Following the 3 September 1943 Armistice of Cassibile ahead of an Italian surrender, Italian troops in Yugoslavia were variously instructed to return to Italy, to provide weapons and supplies to the Partisans or to fight Germany together with the Partisans. Some Italian units were persuaded by Germans to switch allegiance to the Italian Social Republic.

The imminent Italian surrender was universally welcomed among the Croatian population. Those supporting the Partisan struggle viewed it as the collapse of an enemy power, while the Ustaše felt relieved by the end of Italian domination. On 10 September, Pavelić declared the Treaties of Rome void and proclaimed the addition of the Zone I to the NDH. In his declaration, Pavelić also announced annexation of areas previously outside of Yugoslavia; specifically, Zadar, Rijeka and the Croatian part of Istria. This move was blocked by Hitler, who established the Operational Zone of the Adriatic Littoral, which included the northernmost part of the former Zone I, as well as Rijeka and Istria. The NDH was also prohibited from annexing Zadar and the island of Lastovo.
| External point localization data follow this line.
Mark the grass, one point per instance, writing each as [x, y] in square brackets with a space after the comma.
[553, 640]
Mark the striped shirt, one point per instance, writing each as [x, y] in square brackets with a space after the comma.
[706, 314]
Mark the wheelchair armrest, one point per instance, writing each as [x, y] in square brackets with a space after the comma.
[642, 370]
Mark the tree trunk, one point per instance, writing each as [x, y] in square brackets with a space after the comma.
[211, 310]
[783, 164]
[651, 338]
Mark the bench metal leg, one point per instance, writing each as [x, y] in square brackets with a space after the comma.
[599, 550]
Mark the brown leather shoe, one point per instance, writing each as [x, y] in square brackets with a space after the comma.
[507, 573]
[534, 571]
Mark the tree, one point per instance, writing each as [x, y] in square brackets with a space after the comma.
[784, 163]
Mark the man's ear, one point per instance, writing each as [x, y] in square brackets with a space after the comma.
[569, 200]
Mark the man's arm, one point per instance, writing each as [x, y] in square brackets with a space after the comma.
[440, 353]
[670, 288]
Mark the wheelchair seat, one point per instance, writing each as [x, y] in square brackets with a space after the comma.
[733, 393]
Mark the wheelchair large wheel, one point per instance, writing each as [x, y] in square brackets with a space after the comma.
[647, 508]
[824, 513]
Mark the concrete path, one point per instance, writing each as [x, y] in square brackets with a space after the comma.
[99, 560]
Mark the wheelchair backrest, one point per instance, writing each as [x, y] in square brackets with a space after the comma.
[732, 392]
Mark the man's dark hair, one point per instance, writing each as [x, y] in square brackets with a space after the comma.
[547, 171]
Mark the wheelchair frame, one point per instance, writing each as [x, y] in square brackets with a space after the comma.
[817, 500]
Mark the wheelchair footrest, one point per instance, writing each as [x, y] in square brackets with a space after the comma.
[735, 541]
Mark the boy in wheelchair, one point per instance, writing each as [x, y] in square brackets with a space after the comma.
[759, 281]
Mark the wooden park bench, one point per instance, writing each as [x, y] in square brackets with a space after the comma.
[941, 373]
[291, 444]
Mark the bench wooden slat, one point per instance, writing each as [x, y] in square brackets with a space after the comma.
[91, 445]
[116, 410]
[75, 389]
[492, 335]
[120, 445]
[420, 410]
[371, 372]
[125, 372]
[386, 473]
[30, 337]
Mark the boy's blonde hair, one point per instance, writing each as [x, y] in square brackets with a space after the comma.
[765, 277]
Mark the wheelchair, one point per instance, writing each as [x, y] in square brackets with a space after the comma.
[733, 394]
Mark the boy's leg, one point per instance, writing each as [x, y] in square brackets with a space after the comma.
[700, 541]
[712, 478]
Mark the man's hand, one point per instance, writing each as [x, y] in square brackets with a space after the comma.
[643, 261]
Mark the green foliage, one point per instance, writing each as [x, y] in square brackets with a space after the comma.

As the Italian forces in the occupation zones disintegrated, Partisans moved to capture as much military equipment as possible. The NDH had virtually no troops in the area, and Germans restricted them to capturing Italian garrisons in Zagreb and Karlovac, while enlisting Chetniks in the push to secure control over the former Italian zones of occupation. Since the armistice of 1943, Italy has considered the treaties null and void, and the 1947 peace treaty between Italy and the Allied powers makes no reference to the 1941 Treaties of Rome at all.